April 5, 2012
Armando Chaguaceda
HAVANA TIMES, April 4 — The charismatic Chilean student-protest leader
Camila Vallejo traveled to Cuba to participate in the events marking the
anniversary of the island's Young Communist League. This young woman is
a case — rare in these times — that combines intelligence, perseverance
and social commitment.
To these must be added her being the face (an entrancingly beautiful
one, like that of an actress) of the most creative, combative and
respected post-Pinochet social mobilization in Chile, one in which
students are demanding the right to education.
In the prelude to her most recent visit in Cuba, Camilla made some
statements that were picked up by several web forums.
Alarm was raised concerning her remark comparing repression in Cuba and
Chile, where — without denying its existence here on the island — the
young Chilean recalled the violent means in which her fellow
demonstrators have been attacked during social protest actions in her
country. This doesn't mean that she is unaware of the violent acts
committed by agents of the Cuban government; it merely speaks of her
real and personal experience and knowledge.
Here, perhaps one might might add to Camilla's assessment by saying that
the substantial difference between the two contexts and populations is
the existence in her country of a public sphere — the media, laws and
institutions — in which people can express their dissent against
official policy without censorship or the suppression (though there is
indeed repression) of the right to protest.
Likewise, the Chilean citizenry — despite the anesthetic effect of the
military dictatorship and neoliberal consumerism — is in a qualitatively
superior position for dealing with fear and in their capacity for
mobilization as compared to the Cuban population.
What few critics recognize in Camila's words is that — unlike many
"friends of Cuba" who visit us — she didn't keep her critical opinions
to herself. As true friends do, Camilla said:
"With these words, I don't wish to conceal the legitimate discontent
felt by certain sectors of Cuban society with regard to its political
and social system.

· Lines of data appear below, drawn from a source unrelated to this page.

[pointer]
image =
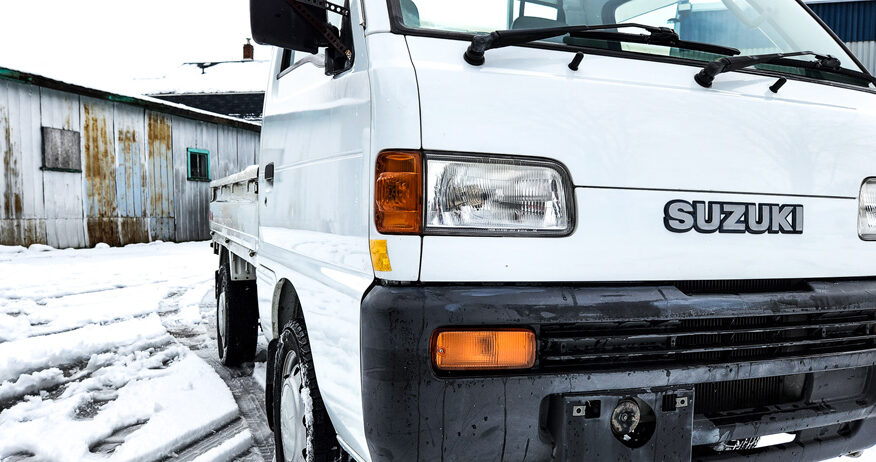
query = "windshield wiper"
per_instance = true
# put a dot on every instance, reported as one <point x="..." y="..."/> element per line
<point x="822" y="62"/>
<point x="663" y="36"/>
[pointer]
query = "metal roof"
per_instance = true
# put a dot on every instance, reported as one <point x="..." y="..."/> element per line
<point x="141" y="101"/>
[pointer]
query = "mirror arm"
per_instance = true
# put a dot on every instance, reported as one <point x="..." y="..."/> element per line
<point x="323" y="29"/>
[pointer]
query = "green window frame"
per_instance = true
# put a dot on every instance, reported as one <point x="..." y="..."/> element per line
<point x="199" y="164"/>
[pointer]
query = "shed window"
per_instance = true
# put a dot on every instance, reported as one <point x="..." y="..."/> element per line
<point x="199" y="164"/>
<point x="61" y="150"/>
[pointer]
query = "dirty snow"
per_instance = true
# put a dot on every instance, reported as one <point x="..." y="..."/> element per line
<point x="92" y="366"/>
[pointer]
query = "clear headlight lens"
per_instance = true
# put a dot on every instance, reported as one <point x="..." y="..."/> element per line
<point x="494" y="195"/>
<point x="867" y="211"/>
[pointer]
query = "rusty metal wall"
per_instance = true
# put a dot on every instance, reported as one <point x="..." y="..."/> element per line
<point x="247" y="148"/>
<point x="134" y="184"/>
<point x="22" y="208"/>
<point x="101" y="198"/>
<point x="160" y="176"/>
<point x="132" y="187"/>
<point x="65" y="223"/>
<point x="192" y="198"/>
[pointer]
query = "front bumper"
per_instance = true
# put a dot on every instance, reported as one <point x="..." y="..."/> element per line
<point x="412" y="413"/>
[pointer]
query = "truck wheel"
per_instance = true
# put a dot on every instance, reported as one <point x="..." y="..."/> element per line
<point x="302" y="429"/>
<point x="236" y="318"/>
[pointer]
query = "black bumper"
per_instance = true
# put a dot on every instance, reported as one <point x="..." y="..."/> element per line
<point x="412" y="413"/>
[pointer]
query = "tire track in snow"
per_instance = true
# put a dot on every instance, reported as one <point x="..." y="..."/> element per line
<point x="246" y="391"/>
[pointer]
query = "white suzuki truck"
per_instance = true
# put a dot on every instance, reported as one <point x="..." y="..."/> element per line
<point x="534" y="230"/>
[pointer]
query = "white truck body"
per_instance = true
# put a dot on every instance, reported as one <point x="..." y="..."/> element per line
<point x="633" y="132"/>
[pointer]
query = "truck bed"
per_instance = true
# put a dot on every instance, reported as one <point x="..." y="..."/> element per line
<point x="234" y="212"/>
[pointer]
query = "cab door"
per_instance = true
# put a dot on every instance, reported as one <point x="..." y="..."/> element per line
<point x="314" y="210"/>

We were able to hear criticisms about these during
our visit to the island" (referring to a previous visit in 2009).
And to make clear the absence of mimicry or dogma in the fight that she
helps lead, she concluded:
"Cuba is not a perfect society and Chile does not have to follow its
path. Chileans must develop their own path to overcoming inequality."
Although the progressive sectors of that country value the Cuban
experience, she recalled, "We have aimed to place Chile on a path of
broad social and political convergence within a multiparty system."
Therefore I don't think that this experienced student leader is either
an accomplice of repression or naively uninformed. She speaks from the
position of a new generation and with a new political vision, the same
one that has led her — overcoming the admiration held by many of the
world's leftists for caudillos or the fierce xenophobia that exists in
her own country — to prefer coca-growing leader Evo Morales over the
brash former soldier Hugo Chavez.
Hers is a generation that has the challenge of overcoming the
neo-liberal legacy of dictatorship while advocating education as a
public good and right in the face of justifications issuing from all of
Chile's established political parties – including the Socialists.
We can perhaps assist Camila by giving testimonies about the experiences
here, that — without denying her claims — could provide her with new
arguments for better seeing "the other Cuba."
We can point to what doesn't reside in the lush foreign-guest facilities
at El Laguito or in organized visits to model schools with diligent
pioneers. We could show her experiences where the idolatry of the market
and order are advancing while the emblematic social programs of the
revolution are being cut back in an agenda similar to that of the
military coup leaders and their US-trained advisers from the Chicago School.
We can testify to experiences in which average people are seeing their
living standards fall without these citizens having mechanisms for
expressing their concerns or raising protests. Where college students
who tried, in the past decade, to discuss the thinking of Che Guevara,
or to organize a protest march against the war in Iraq or who resisted
the imposition of spurious leaders over their student organizations were
punished for thinking and acting with their own minds and hearts.
We could point to where those who today discuss the experiences of the
Chilean students or the Spanish "Outraged" are monitored by police
agencies and defamed with impunity as "members of the services of enemy
intelligence."
All these testimonies exist and their central figures certainly have
much to tell this courageous leader and her brave companions. This is
not to turn her visit into a "wailing wall," but to give a contribution
to the pluralistic and fresh vision — concerning Cuba and the world —
that is being forged by a new generation of social activists.
This is because you don't pour new wine into old wineskins and because
the birth of this new radical and democratic, anti-capitalist and
anti-authoritarian politics is the best tribute that can be made to the
heroic legacy of those who died in La Moneda that fateful day in
September 1973. The youth, despite everything, are living up to that legacy.